2006 Community Complaints
| Mar 30:
Ohio EPA to set up new air quality monitors
ADDYSTON -- "The Ohio Environmental Protection Agency will set up new air quality monitors in Addyston around the Lanxess chemical plant because of neighbors' concerns. The agency will set a monitor designed to detect a spike in pollutants on the roof of Hitchens Elementary School.The EPA will have agents collect samples at four other nearby sites, and will set up a monitor inside the Addyston municipal building," WCPO.
| Feb 16:
Ohio EPA plans to stop monitoring air at Addyston school
ADDYSTON -- "The Ohio EPA is planning to stop air quality testing at an elementary school located across from a plant that may be producing dangerous emissions... The EPA had kept monitoring sites at the Meredith Hitchens Elementary School across from the Lanxess plant. But because school officials moved students and faculty to another facility, the agency says it was no longer needed," WCPO.
| Feb 9: Plant appeals Ohio EPA order
Remains committed to lowering emissions
ADDYSTON-- "Lanxess Corporation has filed an appeal to an order issued by the Ohio Environmental Protection Agency in early December... 'We want to be very clear,' says Plant Manager Sandy Marshall. 'Our decision to appeal is not designed to avoid our committment to reduce emissions. While we are currently in compliance with all applicable air emission limits, we are committed to reducing emissions even further, and have been working hard to achieve lower levels." Lanxess Public Advisory Group. 126KB pdf.
|Feb 3: Legal
Polluter hires ex-EPA director
ADDYSTON -- "Planning to take on the Ohio Environmental Protection Agency? It might help to hire someone who used to work there. Faced with a state order to cut toxic chemicals that leaked from its Addyston plastics plant, Lanxess Corp. of Pittsburgh has hired Chris Jones, who directed the Ohio EPA for six years before he stepped down in January 2005... Jones tenure was marked by complaints from environmental advocates who said the EPA worked too closely with big business and ignored pollution. Jones, an attorney, works for a Columbus firm. 'This is exactly what we thought would happen,' said Sandy Buchanan, director of Ohio Citizen Action, which with several Lanxess neighbors began a campaign to draw attention to the plant in July 2004, about six months before Jones left office," Spencer Hunt, Columbus Dispatch. Acces fee; no link.

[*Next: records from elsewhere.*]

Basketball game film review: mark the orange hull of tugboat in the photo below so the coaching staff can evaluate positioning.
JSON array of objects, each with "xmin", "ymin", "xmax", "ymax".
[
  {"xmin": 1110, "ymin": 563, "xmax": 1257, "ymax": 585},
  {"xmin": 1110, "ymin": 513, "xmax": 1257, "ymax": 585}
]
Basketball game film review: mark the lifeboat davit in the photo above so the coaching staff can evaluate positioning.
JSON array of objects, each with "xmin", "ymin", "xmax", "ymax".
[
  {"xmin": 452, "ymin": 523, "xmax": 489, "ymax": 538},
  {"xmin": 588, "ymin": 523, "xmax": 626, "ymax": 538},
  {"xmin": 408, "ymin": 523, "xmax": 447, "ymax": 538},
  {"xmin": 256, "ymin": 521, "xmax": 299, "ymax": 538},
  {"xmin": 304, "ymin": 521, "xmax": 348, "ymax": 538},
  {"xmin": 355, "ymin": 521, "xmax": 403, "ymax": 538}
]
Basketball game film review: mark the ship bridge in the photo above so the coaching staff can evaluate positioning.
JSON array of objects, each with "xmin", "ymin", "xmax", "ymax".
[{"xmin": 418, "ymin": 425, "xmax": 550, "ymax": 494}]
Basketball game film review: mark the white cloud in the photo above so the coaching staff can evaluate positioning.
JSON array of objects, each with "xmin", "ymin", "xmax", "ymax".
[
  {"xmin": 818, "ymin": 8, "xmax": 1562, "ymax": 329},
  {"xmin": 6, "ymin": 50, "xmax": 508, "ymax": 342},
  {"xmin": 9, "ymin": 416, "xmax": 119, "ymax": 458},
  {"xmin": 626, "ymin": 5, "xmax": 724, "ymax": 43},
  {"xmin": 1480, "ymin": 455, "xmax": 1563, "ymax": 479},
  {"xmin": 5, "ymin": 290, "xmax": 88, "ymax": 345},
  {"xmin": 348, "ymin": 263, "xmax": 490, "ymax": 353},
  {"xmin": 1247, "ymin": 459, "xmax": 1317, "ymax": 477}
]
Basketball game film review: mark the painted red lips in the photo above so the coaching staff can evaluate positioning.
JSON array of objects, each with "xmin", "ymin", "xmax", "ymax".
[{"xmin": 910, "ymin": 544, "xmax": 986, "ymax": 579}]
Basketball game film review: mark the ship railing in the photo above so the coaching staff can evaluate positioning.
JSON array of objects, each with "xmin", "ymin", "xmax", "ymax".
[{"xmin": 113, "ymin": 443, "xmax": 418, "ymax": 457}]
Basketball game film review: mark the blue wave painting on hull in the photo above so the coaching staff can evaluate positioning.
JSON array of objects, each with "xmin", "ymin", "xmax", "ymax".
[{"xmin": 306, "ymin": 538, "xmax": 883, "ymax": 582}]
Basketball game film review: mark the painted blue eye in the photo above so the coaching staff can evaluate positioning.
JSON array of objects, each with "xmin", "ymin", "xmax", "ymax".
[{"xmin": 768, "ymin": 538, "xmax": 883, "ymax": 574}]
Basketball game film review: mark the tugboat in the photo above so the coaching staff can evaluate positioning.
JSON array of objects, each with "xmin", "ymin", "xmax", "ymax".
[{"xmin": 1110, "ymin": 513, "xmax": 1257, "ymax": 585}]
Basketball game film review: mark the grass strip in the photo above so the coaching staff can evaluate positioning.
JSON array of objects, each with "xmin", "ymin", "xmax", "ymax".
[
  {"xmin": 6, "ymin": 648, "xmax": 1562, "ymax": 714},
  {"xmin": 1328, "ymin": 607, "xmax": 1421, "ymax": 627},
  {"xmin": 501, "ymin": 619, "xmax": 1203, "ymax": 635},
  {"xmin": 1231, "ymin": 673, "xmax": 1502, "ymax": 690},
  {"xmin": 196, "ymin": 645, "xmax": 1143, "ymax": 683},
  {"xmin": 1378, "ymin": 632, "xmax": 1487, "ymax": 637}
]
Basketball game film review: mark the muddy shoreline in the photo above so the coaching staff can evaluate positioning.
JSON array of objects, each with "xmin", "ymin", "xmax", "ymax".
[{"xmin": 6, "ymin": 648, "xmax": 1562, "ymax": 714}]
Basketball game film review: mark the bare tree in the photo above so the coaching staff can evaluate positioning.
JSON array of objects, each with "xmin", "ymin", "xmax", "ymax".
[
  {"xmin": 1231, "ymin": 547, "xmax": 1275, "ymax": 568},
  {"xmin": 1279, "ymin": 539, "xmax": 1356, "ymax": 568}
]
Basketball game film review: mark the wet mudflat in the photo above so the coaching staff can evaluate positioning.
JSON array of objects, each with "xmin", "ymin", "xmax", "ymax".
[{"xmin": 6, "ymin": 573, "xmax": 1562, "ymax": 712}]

|Jan 24: Hitchens Elementary shut down
Pollution problem sealed Three Rivers' decision
NORTH BEND -- "The Three Rivers School Board voted Monday to permanently close Meredith Hitchens Elementary School in Addyston because of findings of higher than normal levels of certain air pollutants. Hitchens closed for the school year in December after the Ohio Environmental Protection Agency found higher than acceptable levels of certain chemicals released into the air, presumably by plastics maker Lanxess Corp. across the street. The agency said the pollution posed an elevated risk of cancer and other health problems," Denise Smith Amos, Cincinnati Enquirer.
|Jan 19: Cognis strike having effect on environment
Union hopes talks with new ownership will change things
CINCINNATI -- "Out on the picket line for almost a year now, United Steel workers local 14340 have kept up with what they call environmental and industrial violations. The allegations are enough to get the attention of Ruth Breech and the Cleveland based Ohio Citizen Action group. For months they've investigated and analyzed the Lanxess plant in Addyston and now Cognis is on their watch list. Ohio Citizen Action believes the 2005 strike of the more than 200 steel workers has had a negative community and environmental impact compared to the year before," WXIX.
|Jan 18: Three Rivers delays school closing decision
Awaiting attorneys' reports before picking building to shutter
CLEVES -- "The Three Rivers Local School District Board of Education is awaiting reports from environmental attorneys before deciding which elementary school to close... Making an already difficult decision even more complicated, in early December the district was forced to temporarily close Hitchens for the rest of this school year after the Ohio Environmental Protection Agency ordered the Lanxess Corp., located across the street from Hitchens, to lower emissions of potentially cancer-causing chemicals," Kurt Bachscheider, Community Press.